Américanisation irréfléchie de la justice au bénéfice des multinationales? Ou offensive bienvenue dans la lutte contre la corruption? La future loi dite "Sapin 2" divise magistrats et avocats.
Les sénateurs examinent jeudi et vendredi le "projet de loi relatif à la transparence, à la lutte contre la corruption et à la modernisation de la vie économique", avant son adoption définitive par l'Assemblée nationale prévue le 8 novembre.
Il crée en particulier une "convention judiciaire d'intérêt public", véritable "ovni" dans le paysage judiciaire français, selon Benjamin Blanchet, de l'Union syndicale des magistrats (USM), organisation majoritaire dans la profession.
Une entreprise poursuivie pour corruption et/ou blanchiment de fraude fiscale pourra négocier une amende, dans la limite de 30% du chiffre d'affaires annuel, sans aller en procès ni plaider coupable.
L'accord devra être validé par un juge, publiquement. L'entreprise pourra être placée temporairement sous la surveillance d'une nouvelle agence anticorruption.
La France est régulièrement critiquée pour son incapacité à sanctionner les pots-de-vin versés par ses multinationales à l'étranger, là où les Etats-Unis mènent tambour battant des enquêtes débouchant sur des "deals" très coûteux.
Exemples croisés avec le groupe pétrolier Total (PA:TOTF) et l'industriel Alstom: le premier a été condamné en début d'année à Paris à 750.000 euros d'amende pour corruption dans le programme de l'ONU "pétrole contre nourriture", plus de dix ans après les faits, et en appel.
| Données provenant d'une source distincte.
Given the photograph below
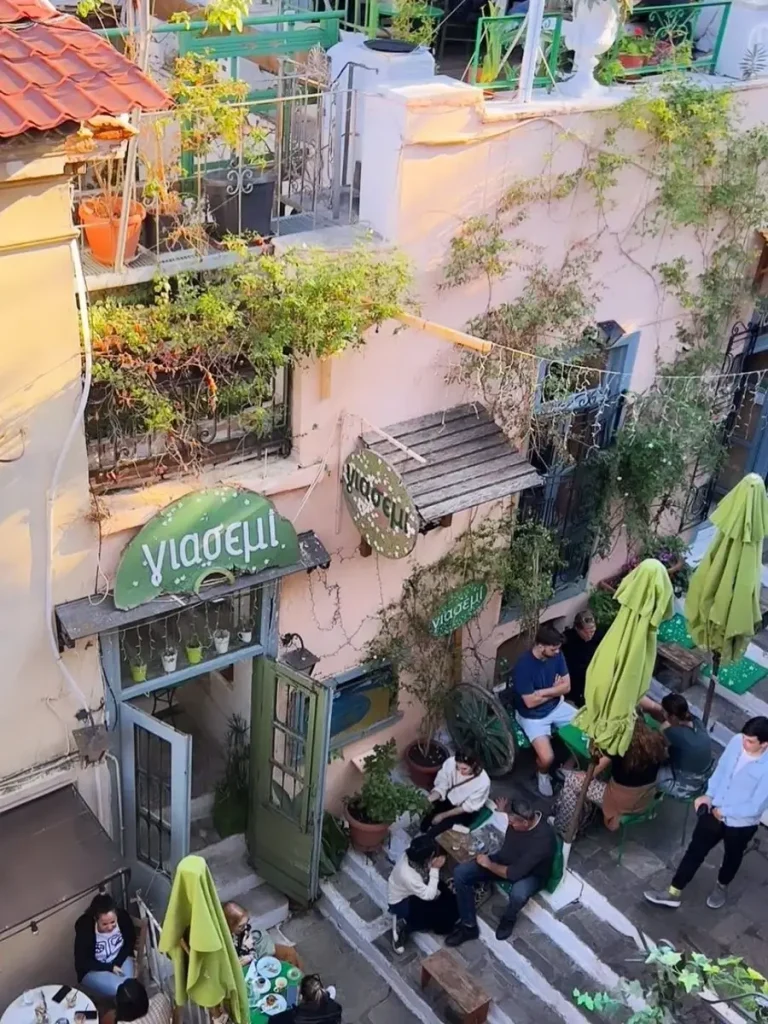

Le second a accepté en 2014 une transaction à plus de 700 millions de dollars avec les autorités américaines, soldant une affaire de corruption internationale.
"Sapin 2 importe l'esprit du système américain, ce n'est pas une importation pure et simple des procédures", explique Jean-Pierre Grandjean. Comme beaucoup d'autres avocats d'affaires et comme le Medef, principale organisation patronale, il soutient cette réforme, adoubée aussi par l'ONG Transparency International.
- "Lanceurs d'alerte" -
L'avocat Jean-Yves Le Borgne serait volontiers allé plus loin, en rendant confidentielles ces transactions, pour éviter aux entreprises tout "stigmate".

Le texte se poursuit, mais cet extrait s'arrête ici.